Plante is the solo alias of Kansas City-based recording droner Andrew Plante. If this name sounds familiar to those whom are deeply soaked into the world of doom, it’s because his “other” project Shroud of Winter had been featured nearly one year ago on Justin Wright’s (see our review of his collaboration with Aaron Martin, “Light Poured out of our Bones”) Sonic Meditations — a label that you may already know from their work with Expo 70, Inspired School of Astral Music, Lamp of the Universe, and, more frequently, Sounding the Deep — in the form of a cassette limited to an unfortunate 100 copies. For all intents and purposes then, this is Andrew Plante’s first professional release via any of his projects.
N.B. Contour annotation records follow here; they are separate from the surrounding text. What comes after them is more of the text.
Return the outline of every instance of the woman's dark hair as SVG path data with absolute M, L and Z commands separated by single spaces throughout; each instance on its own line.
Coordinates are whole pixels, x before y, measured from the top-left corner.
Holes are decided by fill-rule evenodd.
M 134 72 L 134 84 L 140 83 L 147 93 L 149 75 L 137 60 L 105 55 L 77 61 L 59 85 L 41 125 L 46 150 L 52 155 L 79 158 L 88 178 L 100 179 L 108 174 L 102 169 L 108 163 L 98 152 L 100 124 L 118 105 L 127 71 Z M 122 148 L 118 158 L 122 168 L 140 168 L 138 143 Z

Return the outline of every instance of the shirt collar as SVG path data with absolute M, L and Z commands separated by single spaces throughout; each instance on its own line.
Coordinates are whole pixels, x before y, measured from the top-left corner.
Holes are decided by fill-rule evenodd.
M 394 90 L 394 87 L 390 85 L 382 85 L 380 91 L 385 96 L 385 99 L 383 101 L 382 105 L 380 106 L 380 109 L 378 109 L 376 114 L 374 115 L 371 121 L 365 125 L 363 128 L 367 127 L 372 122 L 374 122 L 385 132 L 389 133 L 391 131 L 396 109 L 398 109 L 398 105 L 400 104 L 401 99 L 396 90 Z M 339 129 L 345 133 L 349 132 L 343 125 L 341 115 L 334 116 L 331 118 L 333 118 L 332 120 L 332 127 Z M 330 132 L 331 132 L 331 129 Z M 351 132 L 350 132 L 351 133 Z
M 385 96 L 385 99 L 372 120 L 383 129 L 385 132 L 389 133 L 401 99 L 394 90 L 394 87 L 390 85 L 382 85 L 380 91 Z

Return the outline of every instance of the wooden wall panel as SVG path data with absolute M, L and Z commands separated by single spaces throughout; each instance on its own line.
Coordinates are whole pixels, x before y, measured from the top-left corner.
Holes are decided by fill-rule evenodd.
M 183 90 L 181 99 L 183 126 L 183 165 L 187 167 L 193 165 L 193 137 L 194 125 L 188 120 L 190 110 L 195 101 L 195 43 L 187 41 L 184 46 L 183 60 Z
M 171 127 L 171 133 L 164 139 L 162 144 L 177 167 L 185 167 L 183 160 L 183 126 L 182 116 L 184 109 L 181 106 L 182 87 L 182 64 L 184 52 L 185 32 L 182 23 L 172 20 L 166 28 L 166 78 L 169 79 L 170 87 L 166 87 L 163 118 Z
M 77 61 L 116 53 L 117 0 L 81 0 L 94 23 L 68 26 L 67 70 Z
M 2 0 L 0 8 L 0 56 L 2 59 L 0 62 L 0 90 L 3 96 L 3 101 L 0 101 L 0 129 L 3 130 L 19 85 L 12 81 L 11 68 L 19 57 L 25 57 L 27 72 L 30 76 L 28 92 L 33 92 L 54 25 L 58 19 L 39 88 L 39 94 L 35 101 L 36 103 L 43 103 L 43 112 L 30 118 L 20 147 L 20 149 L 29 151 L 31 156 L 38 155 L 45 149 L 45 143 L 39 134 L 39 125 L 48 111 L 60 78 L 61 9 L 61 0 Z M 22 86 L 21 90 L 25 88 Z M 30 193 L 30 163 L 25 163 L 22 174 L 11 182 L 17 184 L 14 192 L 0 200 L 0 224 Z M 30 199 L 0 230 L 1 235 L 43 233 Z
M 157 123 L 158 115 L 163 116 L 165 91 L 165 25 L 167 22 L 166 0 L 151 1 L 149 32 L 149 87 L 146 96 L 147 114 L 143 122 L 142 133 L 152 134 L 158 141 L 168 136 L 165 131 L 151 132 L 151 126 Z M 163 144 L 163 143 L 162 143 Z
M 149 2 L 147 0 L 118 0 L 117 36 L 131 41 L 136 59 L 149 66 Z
Plante’s specific style of drone doom is based on guitar compositions that take on a definite metallic approach with a post-rock jam-out style.
It’s difficult to place Plante inside of a genre, even in regards to the world of drone doom. For all realistic measures, his music is certainly more doom than drone and doesn’t, in sound, really fit in with other big names in the guitar side of the genre like Aidan Baker and Oren Ambarchi. Rather, he has more of a vintage doom approach on Side A. Plante’s lighter side (as present on “The Moon to Guide by Day”) is reminiscent of the bleaker stylings of A Death Cinematic but Plante’s sound is inherently less hopeless. The heavier side as featured on “Earthshine” features a bold vintage distortion that can’t help but be compared to War Pigs-era Black Sabbath. The opening of Side B, “Unbroken Communion” features more of the drone sound that you may be anticipating with deep layers of feedback that tie in with higher notation to develop a pristine phasing sound. The layers aren’t thick nor are they overly complex, but the succeed in creating imagery of shifting moonlight over the expansive wild landscapes of Central America. It should be said that, alongside the track titles, the music of Side B seems to have a more visceral and spiritual theme whereas Side A sounded and appeared more Earthly. “Damnation is Lie” gets back to the shifting vintage doom sound, but paired with the minimal piano melody that operates subtley underneath the guitar layer, it comes off as clearly emotional for the composer, especially at the end when some tremolo picked guitar lines swell into being and create the most complex part of the entire record.
Overall, “Harvest” is exactly what it is advertised to be. A solo work of drone doom from an artist whom offers more doom than drone. There aren’t really any introspective underlying occultist themes or great epiphanies that are hinted at with this record, it’s just a very personal offering that can come off as equal parts beautiful and psychedelic. It isn’t overly spiritual, it isn’t violent, it holds no pre-determined ego. It’s simply a solid, visceral work. The packaging itself is worth noting as the jacket of the record is — and this is coming from someone who has been screen printing as a dayjob for 6 years — absolutely flawless. Perfectly centered and perfectly printed. It may not sound like much, but that’s asking a lot considering the prints we’ve received in the past. The record comes colored in a glass-green tinted clear and includes a printed and stamped brochure-sized insert with production notes and track titles.